DSL volatility surface: linking strikes to tenors
The skew-by-strike chart higher up and the term-structure-by-DTE chart together describe the DSL implied-volatility surface - the two-dimensional grid of IV across strike and expiration that determines every option premium on the chain. Currently the 25-delta skew is 0.078 and the term-structure slope is -0.024, a combination that is a mixed-signal regime where the strike and tenor dimensions are not pricing risk in the same direction, often a transition state between regimes. Term structure tells you when the market expects the action; skew tells you which direction. Combined with the 9.5% IV rank, the surface gives a complete read on whether DSL options are cheap, fair, or expensive across both dimensions. Practitioners watch surface dynamics (skew steepening, term-structure inversion) alongside level (IV rank) - level moves are common but surface shape changes typically signal regime-level shifts in how the chain is being positioned.
For DSL specifically, the surface read fits into a broader options-trading toolkit.

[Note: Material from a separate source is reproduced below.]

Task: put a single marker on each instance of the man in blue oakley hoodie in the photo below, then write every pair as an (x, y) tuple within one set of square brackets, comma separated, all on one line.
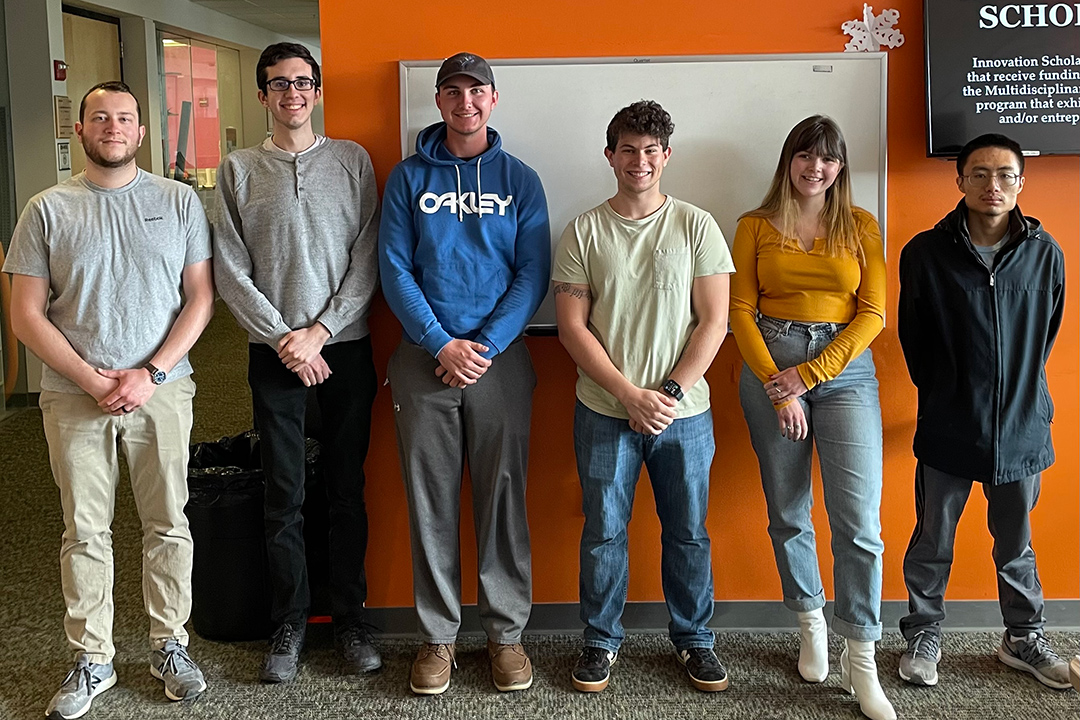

Single-leg directional positions (long calls or puts) depend almost entirely on level: cheap IV at any skew/term shape favors buyers, rich IV favors sellers. Risk-defined spreads (vertical credit/debit spreads, iron condors, butterflies) depend on both level and skew: put-skewed surfaces make put-side credit spreads collect more premium per width than call-side, and the asymmetry can compound or offset the directional thesis. Calendar and diagonal spreads depend on term shape: contango makes long-back-month / short-front-month structures cheaper to put on but harder to harvest theta from quickly. Pair the surface read with the dealer-gamma view, the upcoming-event calendar, and the underlying-trend context to choose the strike, the tenor, and the structure family that match both the regime and the conviction level.
Learn how volatility skew is reported and how to read the data →
Frequently asked DSL volatility skew questions
- What is the current DSL ATM implied volatility?
- As of May 29, 2026, DoubleLine Income Solutions Fund (DSL) at-the-money implied volatility is 33.1%. IV rank is 9.5% on a 0-100% scale anchored to the 1-year IV range. ATM IV is the volatility input that makes a Black-Scholes-equivalent model reproduce the listed at-the-money option prices.
- Is DSL IV high or low historically?
- IV is subdued relative to its 1-year history, conditions that typically favor premium-buying strategies (long calls, long puts, debit spreads, calendar spreads).
- What does DSL volatility skew tell options traders?
- Volatility skew is the pattern by which IV varies across strikes for a given expiration. DoubleLine Income Solutions Fund shows upside-skewed pricing: 25-delta calls trade richer than 25-delta puts, often reflecting upside speculation or squeeze risk. Skew matters for risk-defined strategy selection: when downside puts are rich, put-credit spreads capture more premium; when upside calls are rich, call-credit spreads or covered-call writes harvest more.